The unstated reason the volunteers complied with the experimenter’s orders may very well have been their faith in the scientific process and academia. After all, the events took place “on the grounds of Yale University in the elegant interaction laboratory” and the volunteers were briefed extensively on behavioral conditioning theory prior to the experiment (161). The experimenter wore a simple technician’s coat, while his second prompting phrase was “the experiment requires that you continue” (164). Milgram notes that “to disobey would bring no material loss to the subject” and the volunteers were “acting against their own values,” but he supplies weak rationale for their obedience to the rather uncharismatic experimenter (169). The experimenter is described as young and aloof, while psychology is a study of significant public interest and respect. In this example, the authority of the idea may likely have been more influential than the authority of the man.
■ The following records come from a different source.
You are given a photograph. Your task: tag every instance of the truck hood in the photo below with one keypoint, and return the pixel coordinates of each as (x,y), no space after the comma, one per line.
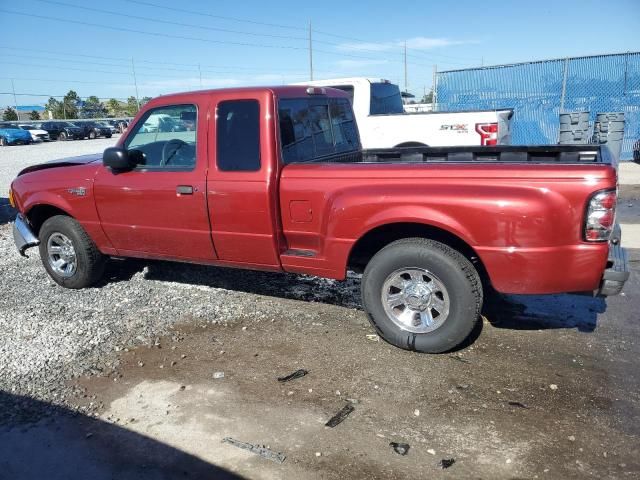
(64,162)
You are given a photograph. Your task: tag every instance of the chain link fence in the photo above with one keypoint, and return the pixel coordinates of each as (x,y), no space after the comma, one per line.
(539,91)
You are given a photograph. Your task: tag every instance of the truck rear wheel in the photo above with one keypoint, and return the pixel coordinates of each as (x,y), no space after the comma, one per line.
(422,295)
(68,253)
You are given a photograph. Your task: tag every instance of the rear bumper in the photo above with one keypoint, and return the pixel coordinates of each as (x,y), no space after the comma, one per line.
(617,272)
(23,236)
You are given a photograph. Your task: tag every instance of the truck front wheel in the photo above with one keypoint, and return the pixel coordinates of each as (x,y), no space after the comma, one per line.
(422,295)
(68,253)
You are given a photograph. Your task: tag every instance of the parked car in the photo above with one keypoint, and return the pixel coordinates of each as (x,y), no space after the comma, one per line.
(280,183)
(37,134)
(63,130)
(93,129)
(13,135)
(383,122)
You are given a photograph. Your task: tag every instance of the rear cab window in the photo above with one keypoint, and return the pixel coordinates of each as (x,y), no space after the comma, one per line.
(238,135)
(385,99)
(315,129)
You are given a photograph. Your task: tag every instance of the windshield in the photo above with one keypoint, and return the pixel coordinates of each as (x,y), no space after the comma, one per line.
(385,99)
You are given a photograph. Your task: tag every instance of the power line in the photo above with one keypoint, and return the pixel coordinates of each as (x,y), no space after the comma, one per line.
(168,22)
(126,60)
(276,25)
(183,37)
(204,14)
(155,34)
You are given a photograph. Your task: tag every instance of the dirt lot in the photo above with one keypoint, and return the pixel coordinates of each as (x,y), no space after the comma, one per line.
(120,381)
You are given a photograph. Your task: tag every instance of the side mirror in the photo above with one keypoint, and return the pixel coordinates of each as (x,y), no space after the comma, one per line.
(119,158)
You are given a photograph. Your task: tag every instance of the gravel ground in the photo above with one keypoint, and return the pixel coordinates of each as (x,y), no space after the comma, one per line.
(49,335)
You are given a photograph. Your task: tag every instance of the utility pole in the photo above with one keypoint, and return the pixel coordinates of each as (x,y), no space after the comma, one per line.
(15,101)
(434,88)
(310,54)
(406,87)
(135,82)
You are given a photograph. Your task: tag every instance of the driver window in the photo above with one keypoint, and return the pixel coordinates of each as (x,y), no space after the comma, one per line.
(166,137)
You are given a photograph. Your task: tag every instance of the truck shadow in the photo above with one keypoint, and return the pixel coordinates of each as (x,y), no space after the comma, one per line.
(7,214)
(40,440)
(540,312)
(516,312)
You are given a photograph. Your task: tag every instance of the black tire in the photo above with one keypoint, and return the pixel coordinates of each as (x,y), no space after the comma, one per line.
(90,262)
(453,270)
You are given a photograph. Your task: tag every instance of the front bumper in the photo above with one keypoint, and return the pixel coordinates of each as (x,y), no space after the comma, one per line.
(617,272)
(23,236)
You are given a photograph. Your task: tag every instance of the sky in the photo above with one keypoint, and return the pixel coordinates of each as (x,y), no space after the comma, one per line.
(51,46)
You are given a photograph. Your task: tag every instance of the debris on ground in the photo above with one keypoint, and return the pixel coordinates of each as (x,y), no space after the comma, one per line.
(459,358)
(261,450)
(292,376)
(400,448)
(446,462)
(340,416)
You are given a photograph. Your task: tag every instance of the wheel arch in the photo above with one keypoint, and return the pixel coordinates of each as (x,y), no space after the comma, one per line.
(382,235)
(40,213)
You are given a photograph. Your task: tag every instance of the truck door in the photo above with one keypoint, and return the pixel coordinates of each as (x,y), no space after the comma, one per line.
(242,183)
(159,208)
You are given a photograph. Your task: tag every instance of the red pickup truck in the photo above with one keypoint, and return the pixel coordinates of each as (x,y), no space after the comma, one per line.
(275,179)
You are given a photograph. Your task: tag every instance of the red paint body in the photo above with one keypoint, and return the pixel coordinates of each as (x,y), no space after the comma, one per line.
(524,221)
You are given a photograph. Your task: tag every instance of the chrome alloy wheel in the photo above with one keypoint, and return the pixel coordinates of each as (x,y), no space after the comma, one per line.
(415,299)
(61,255)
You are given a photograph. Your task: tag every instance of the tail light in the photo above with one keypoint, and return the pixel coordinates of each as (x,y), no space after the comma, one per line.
(488,133)
(601,216)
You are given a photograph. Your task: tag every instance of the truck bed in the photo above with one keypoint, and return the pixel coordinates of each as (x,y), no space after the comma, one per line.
(560,154)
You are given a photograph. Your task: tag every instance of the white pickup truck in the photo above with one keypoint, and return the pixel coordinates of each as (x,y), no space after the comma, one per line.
(383,123)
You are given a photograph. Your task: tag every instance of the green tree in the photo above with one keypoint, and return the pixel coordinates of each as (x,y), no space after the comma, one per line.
(55,107)
(114,107)
(132,106)
(9,114)
(93,108)
(70,103)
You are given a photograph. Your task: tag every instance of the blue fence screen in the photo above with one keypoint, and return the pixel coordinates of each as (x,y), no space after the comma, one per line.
(539,91)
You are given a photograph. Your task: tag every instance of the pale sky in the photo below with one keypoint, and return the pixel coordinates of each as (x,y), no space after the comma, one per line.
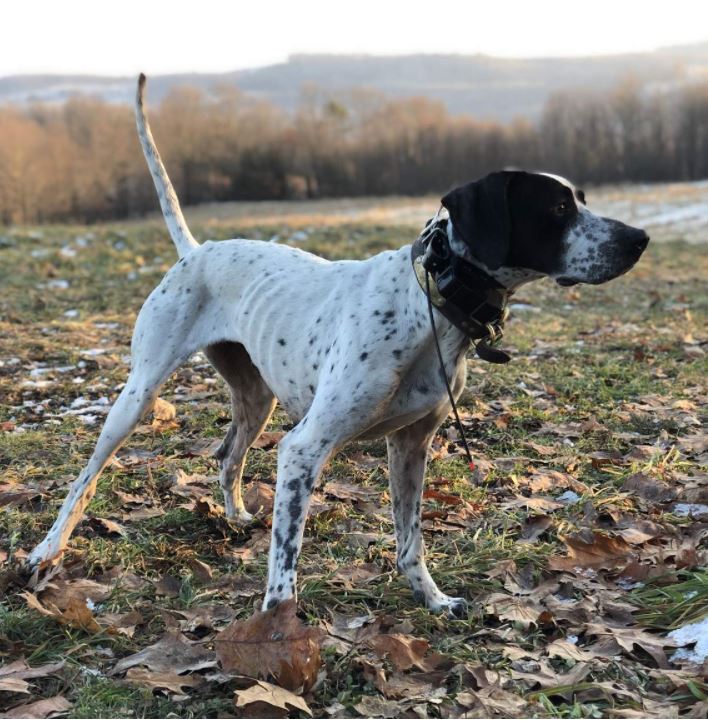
(123,37)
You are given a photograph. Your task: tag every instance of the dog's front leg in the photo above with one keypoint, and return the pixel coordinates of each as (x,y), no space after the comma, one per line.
(301,456)
(407,458)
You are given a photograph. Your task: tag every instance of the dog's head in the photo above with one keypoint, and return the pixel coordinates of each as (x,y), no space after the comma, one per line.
(539,222)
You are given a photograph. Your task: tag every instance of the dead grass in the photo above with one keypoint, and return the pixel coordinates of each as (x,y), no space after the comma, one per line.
(577,442)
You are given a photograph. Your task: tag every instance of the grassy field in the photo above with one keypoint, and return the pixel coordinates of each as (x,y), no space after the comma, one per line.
(574,540)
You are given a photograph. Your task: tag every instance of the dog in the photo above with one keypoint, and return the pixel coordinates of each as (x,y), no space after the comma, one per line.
(345,347)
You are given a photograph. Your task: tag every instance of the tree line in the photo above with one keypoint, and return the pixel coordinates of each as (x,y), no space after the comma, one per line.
(81,161)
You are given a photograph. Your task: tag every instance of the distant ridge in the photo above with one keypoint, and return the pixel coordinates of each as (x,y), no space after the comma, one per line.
(480,85)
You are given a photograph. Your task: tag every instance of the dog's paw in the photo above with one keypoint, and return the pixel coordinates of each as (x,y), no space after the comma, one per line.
(453,607)
(45,554)
(240,517)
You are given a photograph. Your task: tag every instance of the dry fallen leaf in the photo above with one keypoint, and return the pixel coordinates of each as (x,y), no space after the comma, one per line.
(566,650)
(13,676)
(41,709)
(171,681)
(405,652)
(173,653)
(274,643)
(268,439)
(272,695)
(75,614)
(125,624)
(259,498)
(603,552)
(163,415)
(648,488)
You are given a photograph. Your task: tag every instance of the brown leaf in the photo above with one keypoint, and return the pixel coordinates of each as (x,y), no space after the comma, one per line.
(513,609)
(405,652)
(449,499)
(205,617)
(550,480)
(163,415)
(13,495)
(173,653)
(534,503)
(271,695)
(75,614)
(191,486)
(201,570)
(112,527)
(125,624)
(268,439)
(603,552)
(274,643)
(534,526)
(650,489)
(352,575)
(62,592)
(377,708)
(13,676)
(259,498)
(629,637)
(350,492)
(171,681)
(566,650)
(168,586)
(42,709)
(541,449)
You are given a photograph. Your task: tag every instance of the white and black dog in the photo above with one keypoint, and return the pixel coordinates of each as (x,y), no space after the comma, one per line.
(346,347)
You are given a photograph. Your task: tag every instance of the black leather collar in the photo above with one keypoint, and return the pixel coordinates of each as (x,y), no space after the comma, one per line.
(463,293)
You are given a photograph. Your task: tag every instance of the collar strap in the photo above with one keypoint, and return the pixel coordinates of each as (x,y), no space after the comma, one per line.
(464,294)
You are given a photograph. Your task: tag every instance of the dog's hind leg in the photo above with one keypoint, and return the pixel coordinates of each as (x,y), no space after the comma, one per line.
(152,362)
(252,403)
(407,458)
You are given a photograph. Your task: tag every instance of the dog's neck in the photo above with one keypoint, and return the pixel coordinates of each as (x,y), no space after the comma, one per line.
(511,278)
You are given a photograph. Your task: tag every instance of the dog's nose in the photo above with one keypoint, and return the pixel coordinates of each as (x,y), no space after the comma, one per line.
(636,239)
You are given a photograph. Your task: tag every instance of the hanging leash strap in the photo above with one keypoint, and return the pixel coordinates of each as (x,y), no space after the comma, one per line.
(465,295)
(470,461)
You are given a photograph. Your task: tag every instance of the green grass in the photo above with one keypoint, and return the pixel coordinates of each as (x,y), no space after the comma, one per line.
(620,359)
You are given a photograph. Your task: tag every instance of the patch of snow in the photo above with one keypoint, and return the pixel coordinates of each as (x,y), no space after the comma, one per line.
(56,283)
(36,384)
(34,373)
(696,634)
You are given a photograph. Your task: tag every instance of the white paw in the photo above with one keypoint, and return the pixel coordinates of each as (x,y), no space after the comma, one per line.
(455,607)
(239,517)
(44,553)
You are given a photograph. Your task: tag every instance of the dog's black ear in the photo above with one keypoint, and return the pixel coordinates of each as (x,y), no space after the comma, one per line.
(479,213)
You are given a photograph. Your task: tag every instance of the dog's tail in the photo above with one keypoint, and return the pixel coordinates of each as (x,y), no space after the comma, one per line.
(174,219)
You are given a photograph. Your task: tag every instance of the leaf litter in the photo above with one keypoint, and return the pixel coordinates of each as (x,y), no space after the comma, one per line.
(579,540)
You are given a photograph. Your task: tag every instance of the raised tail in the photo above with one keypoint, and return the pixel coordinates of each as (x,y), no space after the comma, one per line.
(171,210)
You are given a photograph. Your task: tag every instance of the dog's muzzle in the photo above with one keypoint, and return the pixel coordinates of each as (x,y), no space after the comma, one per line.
(612,258)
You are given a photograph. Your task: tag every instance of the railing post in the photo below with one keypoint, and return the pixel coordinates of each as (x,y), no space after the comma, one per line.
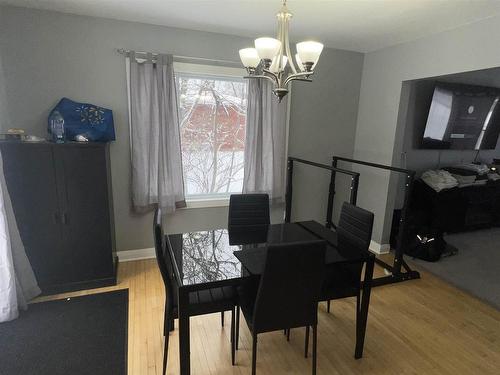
(398,256)
(331,196)
(288,196)
(354,189)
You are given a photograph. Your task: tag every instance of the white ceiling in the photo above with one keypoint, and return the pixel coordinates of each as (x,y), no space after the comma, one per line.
(359,25)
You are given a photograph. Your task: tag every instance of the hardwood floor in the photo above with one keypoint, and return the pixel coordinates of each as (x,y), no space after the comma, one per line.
(418,327)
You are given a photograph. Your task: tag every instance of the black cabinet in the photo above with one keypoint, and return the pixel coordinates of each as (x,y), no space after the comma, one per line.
(61,195)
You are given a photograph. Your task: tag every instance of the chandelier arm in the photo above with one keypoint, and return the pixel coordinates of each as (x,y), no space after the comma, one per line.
(261,76)
(300,79)
(299,76)
(275,76)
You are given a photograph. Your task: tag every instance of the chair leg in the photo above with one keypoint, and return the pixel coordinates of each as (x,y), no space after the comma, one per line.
(233,351)
(165,353)
(315,344)
(254,353)
(166,322)
(237,333)
(306,346)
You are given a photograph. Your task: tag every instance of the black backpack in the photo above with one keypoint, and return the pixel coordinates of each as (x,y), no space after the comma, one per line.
(426,245)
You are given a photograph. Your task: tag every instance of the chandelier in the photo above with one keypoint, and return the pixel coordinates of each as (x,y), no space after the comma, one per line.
(272,58)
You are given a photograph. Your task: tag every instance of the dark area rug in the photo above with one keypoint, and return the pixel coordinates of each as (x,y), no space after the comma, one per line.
(81,335)
(475,267)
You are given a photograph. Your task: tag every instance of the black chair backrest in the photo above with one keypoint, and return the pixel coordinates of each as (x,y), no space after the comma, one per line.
(248,210)
(290,286)
(163,259)
(354,230)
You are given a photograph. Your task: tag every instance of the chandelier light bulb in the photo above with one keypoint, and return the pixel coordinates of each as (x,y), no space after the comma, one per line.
(309,52)
(267,48)
(299,62)
(274,65)
(249,57)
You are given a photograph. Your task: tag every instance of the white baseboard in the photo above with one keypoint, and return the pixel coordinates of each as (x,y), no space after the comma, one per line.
(377,248)
(138,254)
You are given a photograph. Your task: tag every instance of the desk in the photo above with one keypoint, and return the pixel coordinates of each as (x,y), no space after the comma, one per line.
(216,258)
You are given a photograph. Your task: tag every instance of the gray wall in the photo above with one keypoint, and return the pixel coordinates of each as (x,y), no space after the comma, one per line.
(378,138)
(46,55)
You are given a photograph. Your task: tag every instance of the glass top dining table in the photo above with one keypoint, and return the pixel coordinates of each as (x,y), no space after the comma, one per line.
(221,257)
(213,256)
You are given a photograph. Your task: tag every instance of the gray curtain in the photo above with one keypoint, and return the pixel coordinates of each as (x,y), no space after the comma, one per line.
(265,142)
(18,284)
(154,134)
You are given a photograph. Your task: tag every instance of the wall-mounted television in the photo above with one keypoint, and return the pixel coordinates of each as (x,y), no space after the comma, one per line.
(462,117)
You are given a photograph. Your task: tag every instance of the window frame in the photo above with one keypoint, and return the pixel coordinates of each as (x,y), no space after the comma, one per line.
(221,73)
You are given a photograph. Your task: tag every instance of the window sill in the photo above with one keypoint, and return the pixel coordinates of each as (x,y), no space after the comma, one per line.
(206,202)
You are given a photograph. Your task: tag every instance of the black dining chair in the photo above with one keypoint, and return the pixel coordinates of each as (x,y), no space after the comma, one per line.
(247,210)
(287,294)
(354,233)
(247,222)
(202,302)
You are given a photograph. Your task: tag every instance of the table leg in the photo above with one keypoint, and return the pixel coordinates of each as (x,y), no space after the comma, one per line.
(365,303)
(184,339)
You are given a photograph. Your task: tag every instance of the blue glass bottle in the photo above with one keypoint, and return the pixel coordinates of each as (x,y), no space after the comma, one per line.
(56,122)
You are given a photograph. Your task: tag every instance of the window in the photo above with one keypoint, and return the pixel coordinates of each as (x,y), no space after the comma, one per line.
(213,103)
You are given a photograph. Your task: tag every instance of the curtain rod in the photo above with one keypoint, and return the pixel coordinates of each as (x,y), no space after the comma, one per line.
(125,52)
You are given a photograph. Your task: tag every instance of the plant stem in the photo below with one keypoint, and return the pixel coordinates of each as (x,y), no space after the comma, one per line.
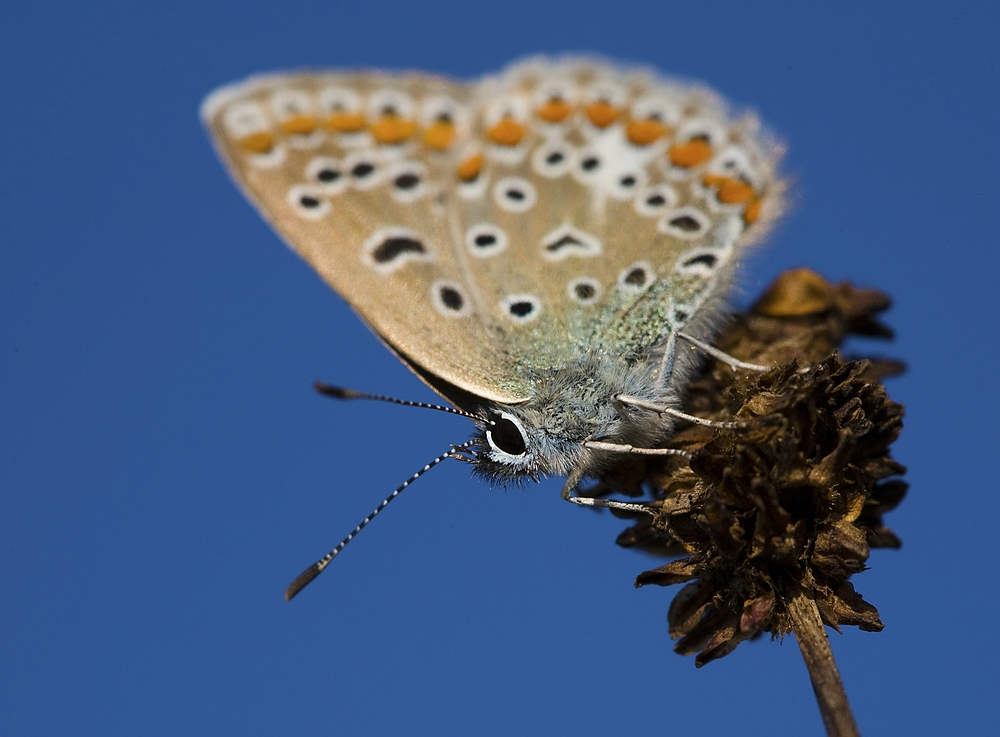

The experimenters abused the context of scientific experimentation for their purposes, but they were nonetheless reliant on science for their authority, not themselves. Thus ideas alone may indeed be as dangerous as those who follow them and the cult leader may be overshadowed by his philosophy.
The universality of the cult cannot be denied; it is an entity as borderless as it timeless. Cults may form around radical irrational beliefs or commonplace academic subjects. They may be spawned and supported by the will of a strong persona or the resonance of a powerful idea. In this light, Carter’s ambiguous conclusion is somewhat disappointing but also appropriate. Furthermore, if Carter provides nothing else, he provides an example. Carter is not certain he has stumbled upon a great metaphysical truth about religion and society by the end of the essay; he is continually perplexed and admits he is a flawed teacher. Carter’s confession of ignorance actually sets him apart from the alleged infallibility that Jim Jones abused. Carter admits that he is only human and is subject to ideological inaccuracy, while the massacre at Jonestown was the result of an unquestioned individual’s prophetic delusions.
Carter’s conclusion is about doubt, doubt in his own conclusions. Cults result in the loss of self to an authoritarian and collective, but they begin with individuals being a little too certain in themselves. People are first led astray by having too much faith in their own instincts and convictions. The epidemic of the cult cannot be eliminated by identifying the bogeymen that organize them; one must appeal to the sensibilities of potential victims. The solution to cults is not a witch hunt, but rather a mutual inward and outward distrust. One must find his doubt in himself to develop a healthy skepticism towards the dangerous milieu of starry-eyed charlatans and exciting notions the world has to offer.
Carter, Tim. Thirty Years Later. 27 Mar. 2017.
Laertius, Diogenes. Lives of Eminent Philosophers. Boston: Harvard U Press, 1972. Tufts University. Web. 27 Mar. 2017.